The Cosy Corner was a shabby gay bar located in the working-class district of Kreuzberg, just around the corner from W. H. Auden’s lodgings on Fürbingerstraße. Auden and Christopher Isherwood were regular customers, using it as a place to meet working-class men and boys. In Goodbye to Berlin (1939), Isherwood fictionalised the Cosy Corner as the ‘Alexander Casino’; and he revisited it many years later, in Christopher and His Kind (1976), as the site of his sexual initiation.
In Isherwood’s self-mythology, the Cosy Corner became symbolic of the complete rejection of bourgeois morality that Berlin enabled him to achieve. This was not a commercialised venue that catered for queer-curious straight customers and tourists, like the Eldorado, but a truly decadent place. Isherwood introduced other English visitors to the Cosy Corner, including John Lehmann, who left a candid account of his visit in his erotic memoir, In the Purely Pagan Sense (1976).
While these English writers used the Cosy Corner imaginatively to escape their social privilege, the working-class men and boys who sold their bodies there for money must have had a very different experience of the place.
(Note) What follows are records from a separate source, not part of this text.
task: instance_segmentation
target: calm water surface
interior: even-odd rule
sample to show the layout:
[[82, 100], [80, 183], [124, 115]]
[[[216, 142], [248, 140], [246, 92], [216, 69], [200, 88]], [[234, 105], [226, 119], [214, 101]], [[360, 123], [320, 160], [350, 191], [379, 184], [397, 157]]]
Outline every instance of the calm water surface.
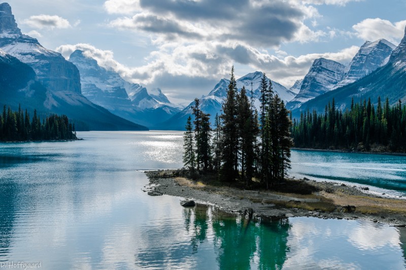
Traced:
[[[148, 196], [143, 171], [181, 167], [181, 132], [78, 133], [85, 140], [0, 144], [0, 266], [405, 267], [406, 232], [398, 228], [315, 218], [247, 224], [213, 207], [184, 209], [181, 198]], [[291, 173], [334, 172], [340, 181], [379, 186], [375, 179], [403, 190], [403, 158], [350, 156], [295, 151]]]

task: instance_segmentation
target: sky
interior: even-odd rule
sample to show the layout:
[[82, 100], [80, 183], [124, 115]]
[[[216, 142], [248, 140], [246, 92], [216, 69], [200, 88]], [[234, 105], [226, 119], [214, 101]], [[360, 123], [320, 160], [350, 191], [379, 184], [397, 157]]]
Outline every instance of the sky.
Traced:
[[256, 70], [286, 87], [324, 57], [348, 64], [366, 41], [397, 45], [406, 0], [9, 0], [23, 33], [76, 49], [127, 81], [187, 104]]

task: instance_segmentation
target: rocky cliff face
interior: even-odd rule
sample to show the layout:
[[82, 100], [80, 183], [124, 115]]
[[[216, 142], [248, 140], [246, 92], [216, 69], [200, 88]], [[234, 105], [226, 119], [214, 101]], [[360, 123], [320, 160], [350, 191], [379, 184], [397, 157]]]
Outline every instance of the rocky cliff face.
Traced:
[[52, 91], [80, 93], [79, 72], [60, 54], [42, 47], [21, 33], [7, 3], [0, 4], [0, 48], [29, 65], [38, 80]]
[[291, 87], [289, 89], [289, 90], [293, 92], [296, 94], [297, 94], [300, 91], [300, 88], [301, 88], [301, 85], [303, 84], [303, 79], [301, 80], [298, 80], [296, 82], [295, 82], [295, 84], [293, 85], [293, 86]]
[[81, 51], [74, 52], [69, 60], [79, 70], [83, 95], [116, 115], [151, 127], [180, 111], [160, 89], [149, 91], [126, 82]]
[[82, 51], [74, 52], [69, 58], [80, 70], [82, 94], [94, 103], [111, 110], [131, 106], [125, 89], [116, 83], [122, 80], [117, 73], [100, 67]]
[[300, 91], [287, 103], [288, 108], [297, 108], [306, 101], [331, 90], [343, 79], [345, 73], [345, 66], [335, 61], [325, 58], [315, 60], [303, 79]]
[[403, 104], [406, 102], [406, 32], [386, 65], [352, 84], [309, 100], [293, 110], [292, 114], [298, 118], [301, 112], [308, 109], [322, 112], [333, 98], [336, 107], [344, 109], [351, 106], [353, 99], [355, 102], [370, 99], [376, 105], [379, 97], [382, 101], [388, 98], [391, 105], [397, 104], [399, 100]]
[[386, 40], [365, 42], [352, 59], [348, 72], [333, 89], [358, 81], [388, 62], [396, 46]]
[[[240, 91], [243, 86], [245, 87], [247, 89], [247, 95], [249, 98], [251, 97], [252, 86], [254, 105], [258, 110], [260, 103], [259, 97], [261, 95], [259, 86], [263, 75], [262, 72], [255, 71], [248, 73], [236, 80], [238, 91]], [[295, 96], [293, 92], [276, 82], [272, 82], [274, 92], [284, 101], [286, 102], [293, 98]], [[200, 99], [200, 109], [205, 113], [209, 113], [211, 115], [212, 124], [214, 124], [213, 119], [216, 114], [220, 115], [221, 113], [222, 103], [227, 95], [227, 90], [229, 83], [229, 80], [221, 79], [207, 96]], [[156, 128], [164, 130], [184, 130], [187, 118], [192, 114], [192, 106], [194, 105], [194, 102], [192, 102], [182, 111], [177, 113], [167, 121], [157, 126]]]
[[404, 36], [392, 53], [389, 62], [398, 68], [406, 67], [406, 27], [404, 28]]

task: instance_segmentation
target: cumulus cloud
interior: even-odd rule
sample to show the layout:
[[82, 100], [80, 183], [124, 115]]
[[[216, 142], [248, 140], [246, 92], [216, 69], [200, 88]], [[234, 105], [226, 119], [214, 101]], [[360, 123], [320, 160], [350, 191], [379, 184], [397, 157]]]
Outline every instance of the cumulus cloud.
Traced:
[[[288, 86], [302, 79], [317, 58], [345, 63], [356, 54], [356, 46], [299, 57], [280, 51], [286, 43], [316, 42], [341, 34], [337, 29], [314, 29], [321, 17], [315, 5], [344, 6], [351, 1], [358, 0], [108, 0], [106, 11], [119, 15], [108, 22], [110, 27], [150, 38], [156, 49], [145, 58], [147, 64], [124, 66], [111, 52], [96, 53], [88, 45], [58, 49], [87, 50], [124, 79], [162, 88], [173, 98], [206, 94], [235, 64], [265, 72]], [[273, 50], [276, 55], [268, 52]]]
[[23, 21], [23, 23], [32, 28], [67, 28], [71, 26], [69, 21], [66, 19], [57, 15], [31, 16]]
[[131, 14], [140, 10], [140, 1], [108, 0], [104, 7], [110, 14]]
[[244, 41], [269, 47], [285, 42], [314, 41], [325, 35], [303, 23], [319, 16], [316, 9], [290, 2], [110, 0], [105, 7], [110, 13], [139, 11], [132, 17], [113, 20], [110, 25], [152, 34], [162, 43], [176, 38], [180, 42], [183, 38], [188, 42]]
[[344, 7], [350, 2], [360, 2], [363, 1], [364, 0], [303, 0], [301, 2], [312, 5], [335, 5]]
[[356, 34], [364, 40], [374, 41], [385, 38], [398, 44], [404, 34], [406, 20], [392, 23], [387, 20], [379, 18], [366, 19], [353, 26]]
[[36, 31], [35, 30], [30, 31], [29, 32], [27, 33], [26, 34], [30, 36], [32, 36], [32, 37], [36, 37], [37, 38], [42, 37], [42, 34], [41, 34], [41, 33], [38, 32], [38, 31]]
[[[111, 51], [84, 44], [60, 46], [56, 51], [68, 58], [75, 50], [112, 68], [124, 79], [151, 87], [160, 87], [174, 98], [192, 99], [207, 94], [221, 78], [228, 76], [231, 65], [238, 63], [266, 73], [273, 80], [290, 86], [307, 73], [313, 61], [324, 57], [348, 62], [359, 47], [353, 46], [338, 52], [310, 54], [298, 57], [275, 56], [241, 43], [205, 42], [176, 45], [167, 44], [148, 57], [148, 64], [128, 67], [116, 61]], [[193, 90], [196, 92], [192, 92]]]

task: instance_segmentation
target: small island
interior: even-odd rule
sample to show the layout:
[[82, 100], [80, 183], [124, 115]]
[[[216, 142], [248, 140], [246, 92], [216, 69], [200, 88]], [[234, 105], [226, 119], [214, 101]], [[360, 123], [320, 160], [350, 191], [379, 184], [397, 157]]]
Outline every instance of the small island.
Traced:
[[41, 120], [34, 110], [31, 119], [27, 109], [13, 111], [4, 105], [0, 115], [0, 142], [72, 141], [78, 140], [75, 124], [65, 115], [51, 114]]
[[367, 193], [366, 187], [318, 182], [308, 178], [287, 179], [267, 190], [245, 188], [237, 183], [224, 185], [202, 177], [187, 177], [184, 170], [146, 172], [152, 195], [167, 195], [215, 205], [228, 213], [276, 219], [299, 216], [362, 219], [397, 227], [406, 226], [404, 199]]
[[[383, 109], [380, 100], [376, 113], [370, 102], [367, 105], [364, 102], [352, 106], [342, 114], [333, 101], [332, 106], [326, 107], [324, 115], [314, 112], [312, 118], [308, 113], [300, 122], [292, 123], [289, 111], [273, 91], [272, 83], [264, 74], [259, 89], [260, 105], [257, 111], [253, 105], [252, 90], [250, 94], [245, 87], [237, 89], [233, 67], [222, 113], [216, 115], [213, 129], [209, 122], [210, 115], [201, 111], [199, 101], [196, 99], [184, 133], [185, 167], [147, 172], [150, 186], [144, 191], [151, 196], [167, 194], [196, 200], [249, 218], [314, 216], [364, 219], [406, 226], [406, 204], [403, 199], [368, 193], [367, 187], [307, 178], [290, 179], [287, 175], [293, 139], [299, 146], [308, 146], [298, 138], [305, 138], [300, 134], [309, 134], [309, 130], [318, 132], [315, 133], [317, 139], [308, 140], [324, 142], [323, 146], [344, 146], [345, 141], [348, 146], [360, 142], [364, 145], [373, 142], [392, 145], [398, 137], [394, 135], [382, 140], [382, 136], [386, 138], [398, 130], [388, 130], [387, 125], [384, 124], [387, 119], [394, 119], [393, 115], [406, 111], [400, 102], [391, 108], [387, 99]], [[360, 116], [364, 115], [364, 118]], [[313, 118], [314, 126], [309, 124]], [[354, 119], [359, 120], [358, 124], [362, 120], [364, 124], [355, 125]], [[374, 121], [376, 126], [368, 124]], [[344, 126], [338, 128], [338, 124], [342, 123]], [[362, 128], [348, 128], [345, 134], [340, 133], [346, 125]], [[376, 129], [377, 126], [382, 127], [379, 133], [382, 136], [374, 140], [369, 134], [373, 127]], [[359, 133], [364, 134], [363, 137]]]

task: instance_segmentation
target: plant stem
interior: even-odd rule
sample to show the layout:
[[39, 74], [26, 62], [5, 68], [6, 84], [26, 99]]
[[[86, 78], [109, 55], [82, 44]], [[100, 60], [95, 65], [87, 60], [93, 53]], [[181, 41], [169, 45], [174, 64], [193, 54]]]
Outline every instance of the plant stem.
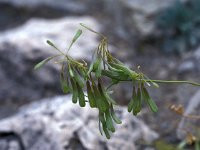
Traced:
[[156, 83], [186, 83], [186, 84], [192, 84], [192, 85], [200, 86], [199, 83], [191, 82], [191, 81], [181, 81], [181, 80], [146, 80], [146, 79], [142, 79], [142, 80], [146, 81], [146, 82], [156, 82]]

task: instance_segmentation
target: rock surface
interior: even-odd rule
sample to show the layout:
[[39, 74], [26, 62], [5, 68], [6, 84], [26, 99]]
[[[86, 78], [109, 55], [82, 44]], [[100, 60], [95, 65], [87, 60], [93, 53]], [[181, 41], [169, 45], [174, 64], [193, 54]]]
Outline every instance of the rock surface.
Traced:
[[12, 137], [8, 140], [0, 136], [0, 148], [11, 150], [14, 145], [19, 150], [135, 150], [138, 139], [152, 142], [158, 137], [126, 108], [118, 107], [116, 111], [123, 124], [117, 125], [116, 133], [106, 140], [98, 131], [97, 110], [74, 105], [71, 95], [34, 102], [0, 121], [0, 135]]
[[0, 3], [11, 4], [16, 7], [27, 7], [34, 9], [36, 7], [52, 7], [56, 9], [64, 9], [71, 12], [85, 12], [93, 4], [92, 0], [59, 0], [55, 2], [54, 0], [1, 0]]
[[105, 0], [104, 3], [107, 12], [114, 16], [116, 33], [120, 37], [129, 38], [134, 35], [144, 38], [157, 33], [156, 17], [161, 10], [172, 5], [174, 0]]
[[183, 117], [177, 129], [177, 136], [181, 140], [184, 140], [188, 133], [200, 138], [200, 90], [188, 101], [184, 115], [189, 117]]
[[[58, 65], [49, 63], [38, 71], [34, 71], [33, 67], [43, 59], [58, 54], [46, 44], [47, 39], [63, 51], [66, 50], [80, 22], [99, 30], [93, 18], [67, 17], [55, 20], [31, 19], [21, 27], [0, 32], [1, 111], [6, 110], [7, 106], [17, 109], [12, 104], [21, 105], [61, 93]], [[72, 47], [70, 55], [75, 59], [89, 60], [96, 44], [96, 35], [84, 31]], [[1, 114], [6, 116], [6, 113]]]

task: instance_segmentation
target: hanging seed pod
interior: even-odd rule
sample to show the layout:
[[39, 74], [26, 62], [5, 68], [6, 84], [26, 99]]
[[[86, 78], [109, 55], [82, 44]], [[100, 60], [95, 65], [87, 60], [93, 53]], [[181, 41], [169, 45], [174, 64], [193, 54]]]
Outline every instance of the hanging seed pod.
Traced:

Their voices have remained unrecorded. But it is important to remember that Weimar Berlin’s internationally famous sex industry created exploitation as well as emancipation. Isherwood became aware of this problematic aspect of his narrative of sexual liberation in Berlin later in life, describing it as a ‘colonial situation’. Stefano Evangelista
1— See Aydan Greatrick, ‘“Goodbye the Berlin”: Sexuality, Modernity, and Exile’ http://refugeehistory.org/blog/2017/10/19/goodbye-to-berlin-sexuality-modernity-and-exile [accessed 9 March 2021].
2— Christopher Isherwood, Christopher and His Kind (London: Vintage, 2012), p. 33.